On November 6, 2020, the Council of the European Union released a “Draft Council Resolution on Encryption.” The document is supposed to serve as a precursor to a final text to be presented to the Council, on November 19 for potential legal adoption. It emphasizes support for data encryption in general, but also notes the challenges that encryption technologies pose for investigators who want to access criminals’ communications.
“The European Union fully supports the development, implementation and use of strong encryption,” the report notes. “However, there are instances where encryption renders analysis of the content of communications in the framework of access to electronic evidence extremely challenging or practically impossible despite the fact that the access to such data would be lawful.”
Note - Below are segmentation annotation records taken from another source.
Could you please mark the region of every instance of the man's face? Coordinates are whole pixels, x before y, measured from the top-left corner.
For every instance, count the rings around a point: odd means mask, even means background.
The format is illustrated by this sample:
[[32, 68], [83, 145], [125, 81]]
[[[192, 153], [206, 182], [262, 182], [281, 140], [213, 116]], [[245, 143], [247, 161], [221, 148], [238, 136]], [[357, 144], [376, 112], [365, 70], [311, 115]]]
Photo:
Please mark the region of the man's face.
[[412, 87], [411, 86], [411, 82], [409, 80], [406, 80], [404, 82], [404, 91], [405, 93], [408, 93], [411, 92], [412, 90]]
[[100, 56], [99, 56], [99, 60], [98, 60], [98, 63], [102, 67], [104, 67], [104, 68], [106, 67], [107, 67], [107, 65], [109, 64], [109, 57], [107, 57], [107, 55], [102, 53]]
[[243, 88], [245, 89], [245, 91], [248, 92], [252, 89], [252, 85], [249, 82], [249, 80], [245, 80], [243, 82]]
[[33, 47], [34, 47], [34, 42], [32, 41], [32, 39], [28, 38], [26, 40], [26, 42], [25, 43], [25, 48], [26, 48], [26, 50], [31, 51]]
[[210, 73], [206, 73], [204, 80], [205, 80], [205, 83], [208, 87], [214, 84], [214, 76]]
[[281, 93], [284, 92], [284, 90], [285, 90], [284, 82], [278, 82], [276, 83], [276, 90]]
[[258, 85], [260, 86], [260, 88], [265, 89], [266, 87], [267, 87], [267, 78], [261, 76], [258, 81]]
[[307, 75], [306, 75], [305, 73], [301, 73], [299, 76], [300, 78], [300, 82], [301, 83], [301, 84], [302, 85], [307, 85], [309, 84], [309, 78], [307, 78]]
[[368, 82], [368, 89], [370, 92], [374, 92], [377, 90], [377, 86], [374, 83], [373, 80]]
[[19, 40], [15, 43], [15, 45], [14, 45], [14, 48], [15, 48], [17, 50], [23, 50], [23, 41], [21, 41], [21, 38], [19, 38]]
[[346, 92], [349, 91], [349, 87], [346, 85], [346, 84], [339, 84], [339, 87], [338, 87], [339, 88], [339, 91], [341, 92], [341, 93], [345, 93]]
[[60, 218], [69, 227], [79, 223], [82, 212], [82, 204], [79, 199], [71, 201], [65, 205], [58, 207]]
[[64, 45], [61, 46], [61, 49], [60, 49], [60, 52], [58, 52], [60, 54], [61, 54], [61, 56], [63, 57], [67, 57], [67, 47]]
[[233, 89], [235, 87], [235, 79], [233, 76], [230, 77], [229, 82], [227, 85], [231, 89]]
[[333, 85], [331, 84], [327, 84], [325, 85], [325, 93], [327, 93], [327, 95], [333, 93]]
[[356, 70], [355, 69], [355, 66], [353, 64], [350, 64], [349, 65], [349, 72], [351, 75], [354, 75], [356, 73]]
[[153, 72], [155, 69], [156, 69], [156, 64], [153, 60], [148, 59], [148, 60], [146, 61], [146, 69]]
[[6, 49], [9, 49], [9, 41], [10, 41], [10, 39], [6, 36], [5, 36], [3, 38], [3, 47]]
It goes on to call for a “better balance” between communication encryption and lawful access of that communication, both ensuring the continued implementation of strong encryption technology while also ensuring that “competent authorities must be able to access data in a lawful and targeted manner.”
This call for balance raised a red flag for privacy and encryption advocates around the world. Notably, a report from Austrian publication Radio FM4 falsely labeled this as an “EU ban on encryption” that included requiring platforms like WhatsApp and Signal to create master keys that would allow their end-to-end- (E2E) encrypted chats to be monitored.
Naturally, the privacy-focused Bitcoin community voiced concern about any resolution that would seek to weaken encryption. Though this particular draft resolution does not specifically call for encryption backdoors or loopholes, it offered a chance to consider regulators’ roles in pushing back on technology that allows unmonitored communications.
“There’s no such thing as a balance, you either have encryption or you don’t,” said Alex Galdstein, the chief strategy officer for the Human Rights Foundation, in an interview with Bitcoin Magazine. “So, we don’t want a balance. We want strong encryption. And when governments say that they want to balance, they’re acknowledging that they’re worried about people doing things with encryption that they can’t control.”
Despite the concerns that the idea of encryption backdoors from governments raise, in this case, Gladstein noted that we are “very far from an actual law being passed in the EU that would mandate some sort of forced backdoor into devices.” And, in general, the idea of establishing these backdoors would require cooperation from the tech industry implementing this encryption, which also appears unlikely.
“They want a software backdoor which I don’t think they’re going to get,” Gladstein said. “It’s not quite clear that tech companies are going to undermine their value propositions and openly give the government access to everybody’s messages… Even in the world’s most authoritarian places, tech companies want some sort of independence.”
Ultimately, this emphasizes the importance and power of technologies like Signal and Bitcoin. Governments can seek to mandate encryption backdoors or to collaborate with the technology creators, but without a private key they cannot access encrypted data.
“I think that we should be concerned about statements like this, but we should be confident that the technology can repel a lot of this,” explained Gladstein. “Bitcoin is … going to allow us to have this incredible tool that can really push back and allow us to have the digital cash that the cypherpunks dreamed of. And that can be a very powerful repellent against this increasing surveillance state.”
Gladstein encouraged those of us who can leverage encrypted technologies like Signal and Bitcoin to do so as much as possible, and to support the groups that make these technologies possible. While those living in democracies still have the chance to push back on draft resolutions, those living in regions that are ruled by dictatorships depend on these technologies as last resorts.
“I think we need to take advantage of some of the rights and liberties that we still have here in these domestic societies: make these companies push the technology as far as we can, put pressure on the courts, fund civil society organizations that will protect us, while knowing at the same time that most people on earth don’t have these privileges,” Gladstein said. “Their only hope is the technology. If you live in a dictatorship, your only hope is the tech.”